A recent report made by Sebastiaan Schreijen suggested that grocery stores’ private label goods are expected to increase its market share in the overall packaged food area in the coming years. In 15 years, these store brands are expected to make up 50 percent of the market.
Schreijen, who is an associate director for retail and processed food at Rabobank, stated in his report that the growth of these store brands will be driven by consolidation of retail in progressive markets. The implementation of new retailing strategies and the growing acceptance of stores’ private labels are also factors to this increase in sales.

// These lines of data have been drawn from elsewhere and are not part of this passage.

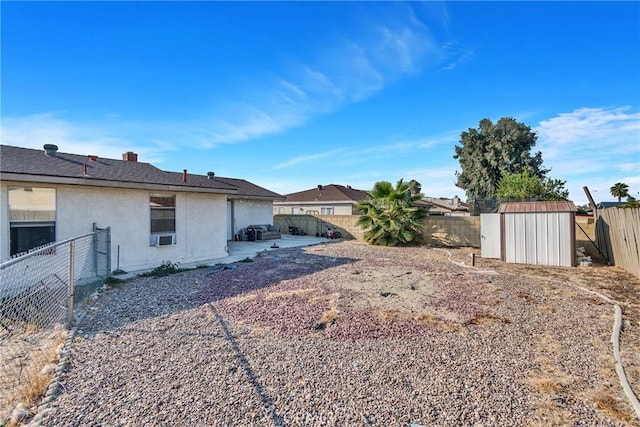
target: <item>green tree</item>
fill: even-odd
[[[373,245],[406,246],[422,239],[422,220],[427,212],[414,206],[422,194],[412,194],[414,185],[402,179],[394,187],[390,182],[379,181],[368,199],[358,202],[362,212],[356,224],[365,230],[364,238]]]
[[[537,177],[529,171],[502,175],[496,195],[500,199],[566,200],[569,191],[566,181]]]
[[[462,132],[461,145],[455,146],[453,158],[460,162],[461,169],[456,172],[456,186],[465,190],[469,199],[491,199],[505,173],[528,171],[544,177],[549,170],[542,167],[542,153],[530,154],[537,139],[529,126],[511,117],[503,117],[496,124],[482,119],[478,129]]]
[[[629,186],[623,182],[616,182],[611,187],[611,195],[617,197],[618,203],[620,203],[623,197],[629,197]]]

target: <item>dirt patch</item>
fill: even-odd
[[[476,258],[471,267],[471,253],[478,251],[357,242],[283,249],[258,257],[250,269],[212,276],[199,298],[216,301],[227,318],[251,330],[291,337],[522,339],[521,363],[528,366],[523,384],[537,396],[532,425],[584,419],[573,409],[575,401],[633,425],[612,361],[613,307],[596,293],[623,306],[623,361],[632,388],[640,390],[640,280],[600,265],[557,268]],[[597,358],[598,372],[577,361],[576,355],[586,354]]]

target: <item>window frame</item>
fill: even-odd
[[[26,196],[26,198],[23,200],[18,200],[17,203],[15,203],[16,201],[12,201],[12,199],[16,197],[15,195],[17,195],[17,193],[14,193],[14,191],[23,190],[25,193],[35,194],[38,191],[34,192],[33,191],[34,189],[38,191],[46,190],[47,193],[50,193],[49,196],[44,198],[44,203],[42,203],[43,200],[40,200],[40,201],[37,201],[36,199],[28,200],[29,196]],[[26,185],[19,185],[19,186],[16,185],[16,186],[8,187],[7,210],[8,210],[8,219],[9,219],[9,235],[7,237],[9,239],[9,255],[10,256],[27,253],[32,251],[33,249],[37,249],[39,247],[46,246],[51,243],[55,243],[57,241],[57,231],[58,231],[57,229],[57,204],[58,204],[57,197],[58,197],[58,191],[56,188],[52,188],[52,187],[38,187],[38,186],[26,186]],[[12,204],[14,203],[17,205],[22,204],[22,207],[25,207],[25,204],[26,204],[26,209],[12,209]],[[29,209],[29,206],[35,206],[35,205],[40,205],[41,207],[44,205],[45,209]],[[49,209],[46,209],[46,208],[49,208]],[[14,213],[17,213],[17,212],[22,212],[23,214],[14,215]],[[25,212],[34,212],[34,213],[45,212],[45,214],[26,215],[27,218],[24,218]],[[47,214],[47,212],[49,214]],[[20,216],[22,216],[23,218],[16,218]],[[41,218],[38,218],[38,216],[40,216]],[[49,230],[43,230],[47,228]],[[37,245],[27,244],[25,246],[24,245],[25,234],[20,233],[20,236],[18,235],[19,231],[23,231],[23,230],[27,230],[27,233],[28,233],[26,237],[27,241],[32,241],[34,237],[37,237],[37,236],[29,237],[29,234],[31,234],[29,233],[29,231],[32,231],[34,233],[37,232],[37,234],[39,234],[40,236],[48,235],[48,237],[45,238],[44,241],[40,242]],[[19,237],[23,237],[23,239],[20,239]]]
[[[149,195],[149,245],[168,246],[160,243],[166,237],[171,236],[171,245],[176,244],[177,197],[175,194],[150,194]]]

According to Schreijen, the economic recession has been a big contributing factor in boosting the sales of these store brands. Also, these private label goods have significantly improved in terms of quality. Private brands, such as Wal-Mart’s Great Value, often have lower prices when compared to popular name brand products that are manufactured for instance by Unilever, Nestle or Kraft Foods.
Store brands, like those that are from Wal-Mart and Kroger in the U.S., Tesco in Britain, Carrefour in France, and Germany’s Aldi make up around 25 percent of packaged food that are sold in groceries.
Despite this increase in market share of these store brands, popular national brands will still remain strong in their positions as they are, and will be considered, as basis for quality and price in their respective categories. Instead, increased pressure will now be thrown at secondary brands, which will probably experience weakened sales due to competition between suppliers.